The media too often depict travel as a thing for the whites.

But DamiAna and Dale believe that travel is the best teacher for their children.

So far, the Trimble family has toured 20 countries with a total of 78 flights. Their first country of travel was Thailand. 

“Thailand is one of our favourite countries. However, we experienced a lot of culture shock. For example, the locals hardly speak English, so we communicated using sign language most of the time.

They also loved touching our hair and further asked to take photos with us— we had never experienced this before.

We visited a lot of temples, we got in a cage with tigers and so much more,” she recalls 

While travelling with children is challenging, the couple loves the idea of being with them all the time.

The children are aged seven, four and three years. Because children don’t have the same level of tolerance as adults, DamiAna and Dale have learnt to make them feel comfortable.
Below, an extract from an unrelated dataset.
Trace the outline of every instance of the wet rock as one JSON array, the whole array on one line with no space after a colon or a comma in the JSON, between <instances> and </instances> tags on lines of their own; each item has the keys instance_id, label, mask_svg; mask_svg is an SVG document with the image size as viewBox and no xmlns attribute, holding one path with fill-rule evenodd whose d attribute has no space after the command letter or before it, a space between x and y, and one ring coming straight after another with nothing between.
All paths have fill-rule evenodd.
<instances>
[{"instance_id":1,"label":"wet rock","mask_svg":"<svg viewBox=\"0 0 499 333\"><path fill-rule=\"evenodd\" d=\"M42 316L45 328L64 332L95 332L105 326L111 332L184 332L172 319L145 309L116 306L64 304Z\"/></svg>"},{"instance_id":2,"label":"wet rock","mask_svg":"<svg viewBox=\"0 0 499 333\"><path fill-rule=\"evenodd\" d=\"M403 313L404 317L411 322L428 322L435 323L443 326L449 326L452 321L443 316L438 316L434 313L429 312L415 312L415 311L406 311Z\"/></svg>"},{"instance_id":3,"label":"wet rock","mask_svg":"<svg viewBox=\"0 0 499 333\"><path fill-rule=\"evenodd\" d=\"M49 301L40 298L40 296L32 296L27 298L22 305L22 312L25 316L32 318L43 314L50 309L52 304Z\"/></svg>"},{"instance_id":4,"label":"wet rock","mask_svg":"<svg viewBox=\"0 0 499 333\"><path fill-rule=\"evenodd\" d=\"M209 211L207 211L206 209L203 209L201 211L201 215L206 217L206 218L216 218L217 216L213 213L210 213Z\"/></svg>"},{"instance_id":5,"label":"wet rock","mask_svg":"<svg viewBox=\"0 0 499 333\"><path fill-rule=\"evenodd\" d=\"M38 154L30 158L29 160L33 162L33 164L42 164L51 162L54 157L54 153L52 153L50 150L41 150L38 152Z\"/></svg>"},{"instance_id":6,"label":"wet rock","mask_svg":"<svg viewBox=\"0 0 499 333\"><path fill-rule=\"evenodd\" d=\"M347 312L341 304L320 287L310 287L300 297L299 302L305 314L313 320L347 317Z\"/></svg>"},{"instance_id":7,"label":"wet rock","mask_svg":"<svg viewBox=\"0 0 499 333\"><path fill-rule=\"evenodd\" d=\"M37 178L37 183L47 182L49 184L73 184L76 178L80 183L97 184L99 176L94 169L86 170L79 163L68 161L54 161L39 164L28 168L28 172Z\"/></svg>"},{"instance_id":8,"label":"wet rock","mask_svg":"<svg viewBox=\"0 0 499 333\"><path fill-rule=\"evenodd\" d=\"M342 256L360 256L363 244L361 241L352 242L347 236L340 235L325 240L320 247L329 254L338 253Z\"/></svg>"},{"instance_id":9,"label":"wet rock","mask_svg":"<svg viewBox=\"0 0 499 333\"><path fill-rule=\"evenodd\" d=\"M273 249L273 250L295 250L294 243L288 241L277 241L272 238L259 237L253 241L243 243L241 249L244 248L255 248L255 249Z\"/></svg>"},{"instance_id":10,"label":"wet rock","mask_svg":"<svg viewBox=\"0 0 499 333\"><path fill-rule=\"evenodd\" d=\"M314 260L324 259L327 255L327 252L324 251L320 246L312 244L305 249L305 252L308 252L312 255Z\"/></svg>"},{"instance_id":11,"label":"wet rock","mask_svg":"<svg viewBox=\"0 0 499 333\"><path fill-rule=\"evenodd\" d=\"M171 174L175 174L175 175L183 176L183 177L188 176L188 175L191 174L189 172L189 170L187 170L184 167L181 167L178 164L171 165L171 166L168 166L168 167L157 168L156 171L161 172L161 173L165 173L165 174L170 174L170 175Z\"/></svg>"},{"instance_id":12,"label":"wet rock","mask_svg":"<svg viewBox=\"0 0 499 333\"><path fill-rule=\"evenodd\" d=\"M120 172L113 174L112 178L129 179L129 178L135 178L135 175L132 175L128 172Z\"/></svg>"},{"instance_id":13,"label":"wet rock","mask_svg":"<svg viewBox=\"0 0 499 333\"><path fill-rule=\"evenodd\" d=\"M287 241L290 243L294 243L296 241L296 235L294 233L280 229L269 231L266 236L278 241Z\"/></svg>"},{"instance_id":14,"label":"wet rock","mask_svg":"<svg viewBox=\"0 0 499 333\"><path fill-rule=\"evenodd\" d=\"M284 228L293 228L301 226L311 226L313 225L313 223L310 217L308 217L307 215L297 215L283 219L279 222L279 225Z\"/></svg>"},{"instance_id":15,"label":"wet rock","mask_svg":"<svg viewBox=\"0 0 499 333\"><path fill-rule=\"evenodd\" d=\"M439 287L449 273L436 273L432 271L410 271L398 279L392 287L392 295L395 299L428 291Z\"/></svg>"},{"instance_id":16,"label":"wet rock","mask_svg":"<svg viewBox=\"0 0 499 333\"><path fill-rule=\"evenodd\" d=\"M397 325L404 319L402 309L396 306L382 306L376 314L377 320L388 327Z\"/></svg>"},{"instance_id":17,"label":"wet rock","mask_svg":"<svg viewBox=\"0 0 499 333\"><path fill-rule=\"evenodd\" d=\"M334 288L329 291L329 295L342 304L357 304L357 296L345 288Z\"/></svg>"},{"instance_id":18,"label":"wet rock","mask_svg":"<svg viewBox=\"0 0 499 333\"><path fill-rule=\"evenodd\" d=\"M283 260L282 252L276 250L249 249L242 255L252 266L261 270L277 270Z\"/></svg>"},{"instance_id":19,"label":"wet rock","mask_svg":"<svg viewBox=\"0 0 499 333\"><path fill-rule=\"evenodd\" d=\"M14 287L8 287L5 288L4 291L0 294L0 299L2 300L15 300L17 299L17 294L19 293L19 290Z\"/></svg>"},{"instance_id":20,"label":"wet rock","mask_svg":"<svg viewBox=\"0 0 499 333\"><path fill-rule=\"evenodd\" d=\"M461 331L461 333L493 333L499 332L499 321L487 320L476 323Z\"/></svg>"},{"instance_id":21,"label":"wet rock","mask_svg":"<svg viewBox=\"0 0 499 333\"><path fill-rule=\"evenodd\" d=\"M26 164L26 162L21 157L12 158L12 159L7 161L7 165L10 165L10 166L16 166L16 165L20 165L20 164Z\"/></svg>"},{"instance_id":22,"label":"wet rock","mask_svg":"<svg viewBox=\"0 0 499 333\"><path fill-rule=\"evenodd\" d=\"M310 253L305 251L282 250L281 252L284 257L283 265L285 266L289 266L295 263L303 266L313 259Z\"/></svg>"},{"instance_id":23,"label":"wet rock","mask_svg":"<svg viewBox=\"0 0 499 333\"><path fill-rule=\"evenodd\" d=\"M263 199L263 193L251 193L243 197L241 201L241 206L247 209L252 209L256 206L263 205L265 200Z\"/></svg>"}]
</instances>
The couple homeschools their children, though they believe that travel is the best form of education they can have— much more than the classroom. 

“I keep them distracted with things such as their toys during long flights and long layovers.

I pack their favourite snacks, keeping extra juice on hand, having their favourite shows downloaded in case there is no WiFi and definitely soft comfy pillows and extra blankets for those sleepy moments.

I, in addition, always have a first aid kit. This makes our journey easy,” she says 

After the borders opened and the lockdown lifted, the couple toured Tanzania to continue with their explorations.